6. A Web for Everyone: A Practical Resource

One of the best resources to internalize accessibility is the book A Web for Everyone by Sarah Horton and Whitney Quesenbery. It provides clear, actionable principles for designing accessible user experiences. The book doesn’t just list rules—it shows how to integrate accessibility into every stage of design, from research to prototyping. For example, it emphasizes inclusive personas that represent people with disabilities, ensuring their needs are considered from the start. This book is a perfect companion to the heuristic approach: it gives designers both the what and the how of inclusive design.

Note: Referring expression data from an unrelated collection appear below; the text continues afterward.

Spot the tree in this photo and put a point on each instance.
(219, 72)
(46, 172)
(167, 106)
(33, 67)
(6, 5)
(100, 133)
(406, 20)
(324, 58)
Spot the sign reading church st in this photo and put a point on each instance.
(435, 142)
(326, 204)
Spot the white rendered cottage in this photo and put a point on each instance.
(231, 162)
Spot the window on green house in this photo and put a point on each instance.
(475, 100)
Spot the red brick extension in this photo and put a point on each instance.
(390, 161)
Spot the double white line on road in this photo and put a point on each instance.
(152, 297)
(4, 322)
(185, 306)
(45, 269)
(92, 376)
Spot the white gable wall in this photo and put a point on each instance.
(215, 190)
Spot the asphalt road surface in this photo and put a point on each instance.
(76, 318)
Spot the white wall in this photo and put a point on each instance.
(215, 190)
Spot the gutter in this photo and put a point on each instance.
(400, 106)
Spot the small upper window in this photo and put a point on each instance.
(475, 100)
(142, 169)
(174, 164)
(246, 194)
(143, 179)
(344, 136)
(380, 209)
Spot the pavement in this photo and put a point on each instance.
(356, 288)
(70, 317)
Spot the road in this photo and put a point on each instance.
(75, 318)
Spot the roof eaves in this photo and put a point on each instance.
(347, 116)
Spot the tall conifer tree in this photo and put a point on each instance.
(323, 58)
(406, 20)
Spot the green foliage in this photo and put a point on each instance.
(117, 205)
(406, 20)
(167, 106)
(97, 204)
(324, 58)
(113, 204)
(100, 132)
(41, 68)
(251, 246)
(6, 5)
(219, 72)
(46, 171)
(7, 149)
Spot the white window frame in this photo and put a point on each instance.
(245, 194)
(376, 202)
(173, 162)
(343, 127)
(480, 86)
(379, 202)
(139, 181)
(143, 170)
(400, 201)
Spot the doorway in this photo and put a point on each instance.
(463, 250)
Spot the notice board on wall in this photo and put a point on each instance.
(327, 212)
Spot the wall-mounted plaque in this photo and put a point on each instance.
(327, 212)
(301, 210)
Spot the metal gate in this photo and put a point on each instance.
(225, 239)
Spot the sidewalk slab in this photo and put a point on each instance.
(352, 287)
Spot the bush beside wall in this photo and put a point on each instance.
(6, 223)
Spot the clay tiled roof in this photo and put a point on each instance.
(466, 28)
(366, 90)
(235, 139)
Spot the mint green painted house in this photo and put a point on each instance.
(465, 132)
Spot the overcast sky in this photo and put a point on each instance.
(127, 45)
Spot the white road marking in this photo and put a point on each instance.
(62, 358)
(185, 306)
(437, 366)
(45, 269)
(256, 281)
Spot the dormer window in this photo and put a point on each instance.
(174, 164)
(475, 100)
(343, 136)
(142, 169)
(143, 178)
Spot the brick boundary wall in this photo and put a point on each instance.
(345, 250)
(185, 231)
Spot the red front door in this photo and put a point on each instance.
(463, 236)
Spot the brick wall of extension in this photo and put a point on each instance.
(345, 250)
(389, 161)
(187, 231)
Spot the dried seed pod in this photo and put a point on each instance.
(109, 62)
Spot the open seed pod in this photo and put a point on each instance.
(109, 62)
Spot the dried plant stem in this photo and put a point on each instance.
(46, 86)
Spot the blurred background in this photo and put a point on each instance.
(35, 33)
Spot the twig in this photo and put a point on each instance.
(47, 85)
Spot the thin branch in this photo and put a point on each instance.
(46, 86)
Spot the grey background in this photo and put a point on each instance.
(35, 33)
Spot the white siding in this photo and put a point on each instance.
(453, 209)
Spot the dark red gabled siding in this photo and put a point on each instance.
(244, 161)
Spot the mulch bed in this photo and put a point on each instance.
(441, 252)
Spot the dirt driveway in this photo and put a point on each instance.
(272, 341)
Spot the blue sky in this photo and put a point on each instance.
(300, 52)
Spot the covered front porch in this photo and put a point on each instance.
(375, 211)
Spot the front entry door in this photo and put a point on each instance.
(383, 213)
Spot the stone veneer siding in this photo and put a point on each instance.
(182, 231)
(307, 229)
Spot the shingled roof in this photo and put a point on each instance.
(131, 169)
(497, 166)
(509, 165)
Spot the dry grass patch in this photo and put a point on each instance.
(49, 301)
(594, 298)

7. From Proposal to Practice: Making Accessibility a Habit

So what’s the takeaway? We don’t need better designers—we need better tools and processes that make inclusive design easier. Start by auditing your current design environment: where do accessibility issues often arise? Then implement small changes, like adding a contrast checker plugin or including a screen reader test in your QA. Over time, these habits become second nature. The goal isn’t perfection but progress. Every step toward making your designs more accessible is a step toward a more inclusive web. Remember, it’s not about blame—it’s about building a world where everyone can participate.

In conclusion, the gap between good designers and bad websites is real but solvable. By shifting from memory to recognition, from overload to heuristics, and from good intentions to practical tools, we can create digital experiences that truly serve everyone. Let’s make accessibility not an afterthought, but a fundamental part of how we design.